El estreno madrileño de Dentro de la luz, la más reciente incursión de Enric Montefusco en su territorio de los sueños (y pesadillas colaterales), resultó extraño en todo: una Riviera extrañamente semivacía, una comparecencia restringida a solo una hora, el desfile previo de Refree o Lee Ranaldo por el escenario. También fue atípico lo que aconteció durante esos sesenta minutos de magia, ambición, apoteosis y canciones nada convencionales, pero eso es, precisamente, lo que se espera de Montefusco, el ubicuo Ricky Faulkner y demás ilustres oficiantes. Su culmen creativo llega esta vez con el vértigo y desasosiego de Nunca, nunca, nunca, cuando Faulkner dispara paisajes de coros alucinógenos mientras sus cuatro compañeros, afanados en los tambores, recrean algo parecido a la llegada del apocalipsis.

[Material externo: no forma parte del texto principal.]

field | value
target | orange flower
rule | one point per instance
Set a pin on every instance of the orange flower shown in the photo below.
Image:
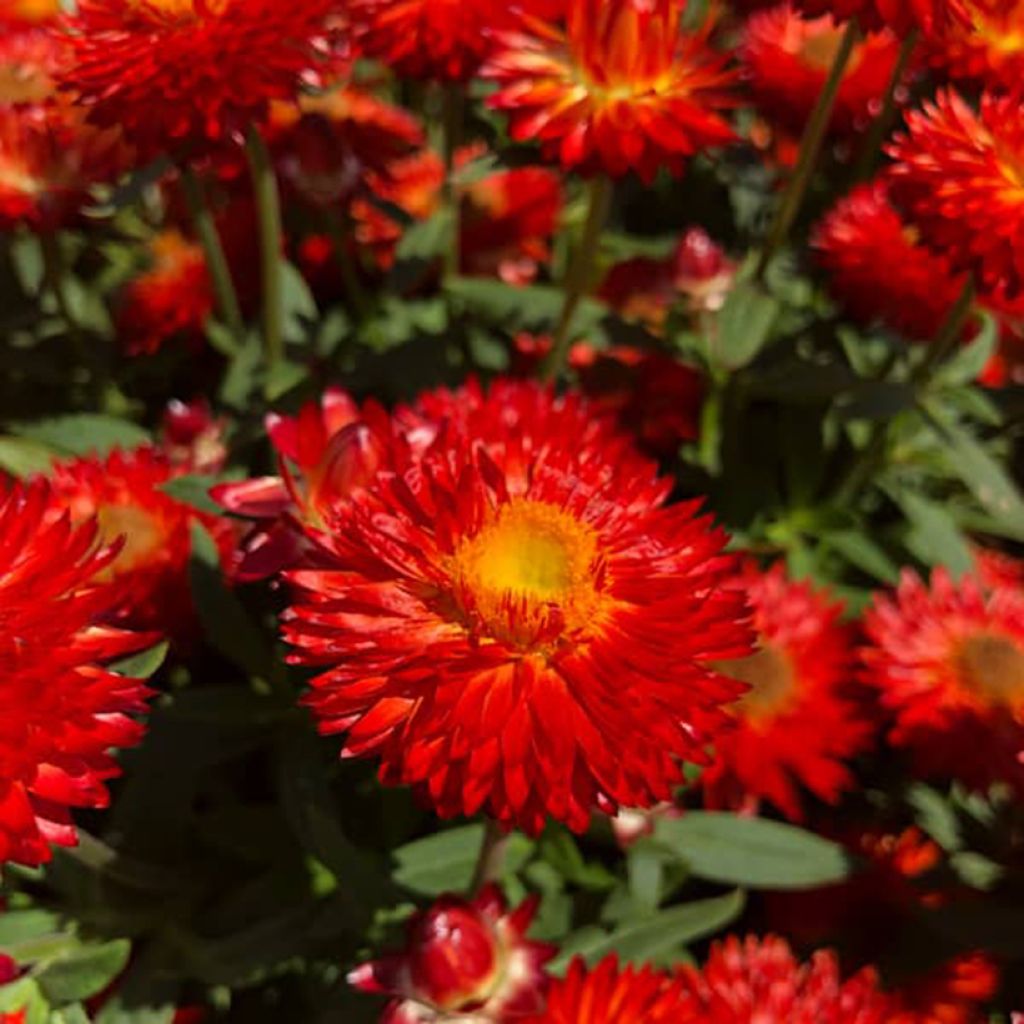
(64, 709)
(123, 493)
(960, 175)
(787, 58)
(621, 88)
(495, 597)
(948, 666)
(431, 39)
(798, 726)
(983, 45)
(607, 994)
(181, 76)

Algunos éxitos pretéritos (Adelante Bonaparte, Feliz en tu día, la avasalladora ¿Por qué me llamas a estas horas?) aderezan un repertorio centrado en la última entrega, un álbum con el amor, la espiritualidad (vidrieras góticas, campanas tubulares) o la infancia como difusos hilos argumentales. Enric es tan osado en su valiente grandilocuencia que los paréntesis cándidos (Me gusta tanto) pueden rozar lo cursi. Pero asombra constatar a estas alturas que una banda reivindica sin ambages lo mejor que nuestros Módulos o los italianos Premiata Forneria Marconi (revisen The world became the world) ya habían esbozado cuatro décadas atrás. Músicas de otra era y, en efecto, de otras divisiones.